Sure. And then one other question on KO-947, the ERK program, how do you think about the strategic positioning of that program with other agents in that pathway targeting BRAF and MEK inhibitors?

Thanks for the question. So we are really pleased with KO-947. It is a very potent and selective inhibitor of ERK. It has great drug-like properties and it demonstrates significant antitumor activity in certain genetically-defined tumors, importantly, when we give it either on a daily schedule or on an intermittent schedule. And that activity on the intermittent schedule, coupled with the fact that it has drug-like properties that permit us to give it via an intravenous infusion, are really what motivated us to prioritize the IV formulation for the first-in-man study.

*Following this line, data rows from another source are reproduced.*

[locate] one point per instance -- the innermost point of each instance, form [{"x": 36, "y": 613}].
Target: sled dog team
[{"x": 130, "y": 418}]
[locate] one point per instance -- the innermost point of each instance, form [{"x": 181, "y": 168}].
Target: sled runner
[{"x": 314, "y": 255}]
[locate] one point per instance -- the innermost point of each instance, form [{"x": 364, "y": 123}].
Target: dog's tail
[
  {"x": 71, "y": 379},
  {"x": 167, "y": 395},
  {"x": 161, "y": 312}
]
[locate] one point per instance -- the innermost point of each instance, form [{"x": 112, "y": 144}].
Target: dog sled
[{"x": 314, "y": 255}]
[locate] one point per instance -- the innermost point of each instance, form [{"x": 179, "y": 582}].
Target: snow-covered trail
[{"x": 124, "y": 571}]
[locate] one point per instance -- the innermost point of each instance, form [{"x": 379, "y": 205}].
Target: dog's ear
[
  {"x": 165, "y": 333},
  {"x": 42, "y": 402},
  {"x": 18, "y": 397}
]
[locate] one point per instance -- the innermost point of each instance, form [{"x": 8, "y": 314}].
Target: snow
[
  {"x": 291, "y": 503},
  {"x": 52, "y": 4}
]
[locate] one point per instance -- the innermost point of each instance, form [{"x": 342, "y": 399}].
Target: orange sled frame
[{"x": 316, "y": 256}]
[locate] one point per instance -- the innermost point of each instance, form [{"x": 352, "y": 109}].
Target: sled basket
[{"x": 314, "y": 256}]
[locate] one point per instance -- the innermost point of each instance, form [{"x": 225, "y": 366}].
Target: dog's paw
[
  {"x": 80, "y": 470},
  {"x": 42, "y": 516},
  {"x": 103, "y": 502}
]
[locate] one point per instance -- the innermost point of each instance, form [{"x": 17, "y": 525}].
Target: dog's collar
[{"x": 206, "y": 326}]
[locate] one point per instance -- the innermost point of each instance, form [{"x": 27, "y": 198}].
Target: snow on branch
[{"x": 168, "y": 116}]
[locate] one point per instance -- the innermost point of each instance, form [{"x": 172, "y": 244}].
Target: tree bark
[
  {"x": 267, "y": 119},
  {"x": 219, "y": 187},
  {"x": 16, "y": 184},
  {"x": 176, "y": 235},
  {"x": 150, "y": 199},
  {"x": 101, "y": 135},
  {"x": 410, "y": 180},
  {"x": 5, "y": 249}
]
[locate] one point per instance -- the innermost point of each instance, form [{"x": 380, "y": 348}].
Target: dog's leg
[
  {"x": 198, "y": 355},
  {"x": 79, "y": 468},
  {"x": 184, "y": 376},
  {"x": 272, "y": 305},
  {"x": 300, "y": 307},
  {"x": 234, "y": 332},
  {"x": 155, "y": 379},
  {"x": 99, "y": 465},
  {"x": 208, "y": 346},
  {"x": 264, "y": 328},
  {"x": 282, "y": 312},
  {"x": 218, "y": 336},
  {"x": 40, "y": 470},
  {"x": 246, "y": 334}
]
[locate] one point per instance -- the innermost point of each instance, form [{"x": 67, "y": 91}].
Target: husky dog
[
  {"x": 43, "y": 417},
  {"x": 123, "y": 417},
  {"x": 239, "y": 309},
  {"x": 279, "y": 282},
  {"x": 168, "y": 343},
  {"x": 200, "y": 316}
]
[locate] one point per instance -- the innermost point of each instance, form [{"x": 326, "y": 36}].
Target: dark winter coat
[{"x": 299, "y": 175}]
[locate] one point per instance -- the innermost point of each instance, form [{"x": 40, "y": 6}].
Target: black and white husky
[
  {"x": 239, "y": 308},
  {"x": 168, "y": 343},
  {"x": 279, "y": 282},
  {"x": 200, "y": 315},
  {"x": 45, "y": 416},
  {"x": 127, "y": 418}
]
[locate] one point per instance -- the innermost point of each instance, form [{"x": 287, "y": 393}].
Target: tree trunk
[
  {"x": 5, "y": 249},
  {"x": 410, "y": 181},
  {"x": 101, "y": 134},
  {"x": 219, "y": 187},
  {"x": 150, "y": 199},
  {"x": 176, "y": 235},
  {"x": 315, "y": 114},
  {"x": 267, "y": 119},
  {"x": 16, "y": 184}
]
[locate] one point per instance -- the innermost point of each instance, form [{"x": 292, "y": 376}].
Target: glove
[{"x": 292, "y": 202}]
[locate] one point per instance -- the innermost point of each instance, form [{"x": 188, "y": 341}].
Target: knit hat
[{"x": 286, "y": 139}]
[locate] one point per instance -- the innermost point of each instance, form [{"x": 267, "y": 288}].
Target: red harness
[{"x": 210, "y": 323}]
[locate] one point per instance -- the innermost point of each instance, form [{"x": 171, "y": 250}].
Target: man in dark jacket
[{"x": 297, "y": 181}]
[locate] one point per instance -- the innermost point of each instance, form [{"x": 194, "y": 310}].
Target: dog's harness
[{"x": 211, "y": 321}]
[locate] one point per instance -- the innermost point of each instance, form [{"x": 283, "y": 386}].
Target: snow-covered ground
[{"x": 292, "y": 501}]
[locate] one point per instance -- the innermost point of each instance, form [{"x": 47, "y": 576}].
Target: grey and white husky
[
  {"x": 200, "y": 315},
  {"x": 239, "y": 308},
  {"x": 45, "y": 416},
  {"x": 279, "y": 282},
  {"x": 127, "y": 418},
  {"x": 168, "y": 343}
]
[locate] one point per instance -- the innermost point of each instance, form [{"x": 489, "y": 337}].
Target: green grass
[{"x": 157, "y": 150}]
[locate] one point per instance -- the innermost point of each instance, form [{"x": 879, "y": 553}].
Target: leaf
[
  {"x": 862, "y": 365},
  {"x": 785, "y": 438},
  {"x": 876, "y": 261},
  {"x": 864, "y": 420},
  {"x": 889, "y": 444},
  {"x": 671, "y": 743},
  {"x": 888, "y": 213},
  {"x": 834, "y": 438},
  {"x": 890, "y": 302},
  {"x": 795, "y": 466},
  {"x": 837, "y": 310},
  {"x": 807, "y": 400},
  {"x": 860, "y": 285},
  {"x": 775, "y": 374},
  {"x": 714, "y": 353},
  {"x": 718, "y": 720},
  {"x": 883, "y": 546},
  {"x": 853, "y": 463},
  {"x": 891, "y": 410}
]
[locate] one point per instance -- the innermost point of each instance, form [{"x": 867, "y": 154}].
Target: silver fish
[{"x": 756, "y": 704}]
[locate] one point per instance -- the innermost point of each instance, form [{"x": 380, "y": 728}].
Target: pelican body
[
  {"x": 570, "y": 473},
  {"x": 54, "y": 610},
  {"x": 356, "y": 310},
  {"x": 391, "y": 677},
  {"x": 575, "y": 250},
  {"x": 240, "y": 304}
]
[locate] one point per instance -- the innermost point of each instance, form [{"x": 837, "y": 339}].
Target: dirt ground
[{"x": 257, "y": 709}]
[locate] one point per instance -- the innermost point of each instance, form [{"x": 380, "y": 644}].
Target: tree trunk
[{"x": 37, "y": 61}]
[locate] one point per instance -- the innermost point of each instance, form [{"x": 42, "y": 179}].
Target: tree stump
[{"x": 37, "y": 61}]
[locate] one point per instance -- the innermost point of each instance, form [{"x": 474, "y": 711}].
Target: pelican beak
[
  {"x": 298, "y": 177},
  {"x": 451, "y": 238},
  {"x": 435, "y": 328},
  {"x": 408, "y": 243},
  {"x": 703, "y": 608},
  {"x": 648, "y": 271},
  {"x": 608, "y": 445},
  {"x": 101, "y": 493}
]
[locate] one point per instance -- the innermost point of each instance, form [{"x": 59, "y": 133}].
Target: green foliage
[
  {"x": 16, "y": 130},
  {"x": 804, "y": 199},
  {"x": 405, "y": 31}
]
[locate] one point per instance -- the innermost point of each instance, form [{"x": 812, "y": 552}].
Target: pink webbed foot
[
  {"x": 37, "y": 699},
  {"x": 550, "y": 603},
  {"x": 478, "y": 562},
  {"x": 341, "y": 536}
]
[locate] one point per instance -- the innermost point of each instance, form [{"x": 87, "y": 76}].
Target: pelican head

We think that that combination of potency, flexible administration and then the efficacy that we are seeing or the activity that we are seeing on an intermittent schedule give us the potential to overcome the limitations of other RAS kinase pathway inhibitors that you mentioned potentially by driving increased tumor exposure with acceptable tolerability.

We are really working aggressively to try to get the IND submitted with the agency. We are expecting that in the second quarter of the year and then we are looking forward to providing more updates on KO-947 later in the year.

Very good. Thank you.

Thank you. I am showing no further questions at this time. I would like to turn the call back to Dr. Wilson for closing remarks.

Thank you all for participating on the call today. If you have any additional questions, please feel free to contact us and otherwise, have a great afternoon and evening, everyone and thank you for your participation.

Ladies and gentlemen, thank you for participating in today's conference. This does conclude the program and you may all disconnect. Everyone, have a wonderful day.